Technical

Testing Devin AI: Our First Month's Insights

Jul 4, 2024 · 2 min read

We had the chance to test Devin AI as part of the first 250 testers. Check out our first-month insights with Yavuz Alp and Eray Yapağcı.

We carried out several projects to test Devin. One of the projects involved creating a benchmark by requesting three different APIs for basic QA and creating a benchmark. This task was Devin's introduction task. Devin successfully learned API documentation through the browser.

We tested Devin's ability to develop a simple project by giving it input similar to how a non-engineer would.

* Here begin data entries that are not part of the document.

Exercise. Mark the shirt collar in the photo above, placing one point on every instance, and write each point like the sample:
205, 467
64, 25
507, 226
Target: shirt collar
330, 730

We asked Devin to create an online dictionary using a Turkish PDF, similar to the TDK website, and observed its planning and execution.

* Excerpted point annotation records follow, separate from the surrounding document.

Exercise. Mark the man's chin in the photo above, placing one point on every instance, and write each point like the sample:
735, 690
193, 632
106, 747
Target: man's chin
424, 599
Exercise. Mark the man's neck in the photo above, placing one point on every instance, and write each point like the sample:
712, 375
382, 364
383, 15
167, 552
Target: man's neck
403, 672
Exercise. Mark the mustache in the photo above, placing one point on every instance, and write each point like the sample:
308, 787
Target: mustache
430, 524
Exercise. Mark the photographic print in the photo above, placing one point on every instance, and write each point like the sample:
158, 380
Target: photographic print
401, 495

Devin created a plan, updated it based on our inputs, and successfully developed the project step-by-step. It worked like a software engineer, writing and organizing code, and deploying the project on Netlify, even troubleshooting issues.

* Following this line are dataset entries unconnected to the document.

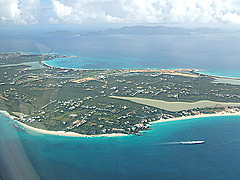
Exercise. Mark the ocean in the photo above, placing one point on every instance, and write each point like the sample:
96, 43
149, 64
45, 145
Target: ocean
151, 156
216, 54
155, 155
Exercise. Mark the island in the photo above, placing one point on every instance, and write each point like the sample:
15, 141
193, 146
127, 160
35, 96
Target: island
112, 102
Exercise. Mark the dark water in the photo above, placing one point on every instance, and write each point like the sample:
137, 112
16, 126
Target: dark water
134, 157
137, 157
216, 54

We noticed some challenges with Devin reading from PDFs, so we provided a specific example ("Elmas") and Devin wrote a test to ensure the word was retrieved correctly, demonstrating its ability to plan, code, and test based on user feedback.

We also tested Devin's general capabilities by asking it to order a pizza using a single prompt that included login and credit card information. Devin planned, navigated the web, and successfully placed the order, showing advanced tool usage.

We also tried complex problems like implementing a thread library and a FAT32 File System Image Modifier with Devin. Unfortunately, Devin struggled with these tasks, indicating areas for improvement in handling more advanced projects.

Our observations over the month suggest that despite some limitations (human guide, slowness), Devin stands out as a software engineer agent. We also noted open-source projects like Princeton's SVE Agent, which serve as strong academic and community-driven alternatives.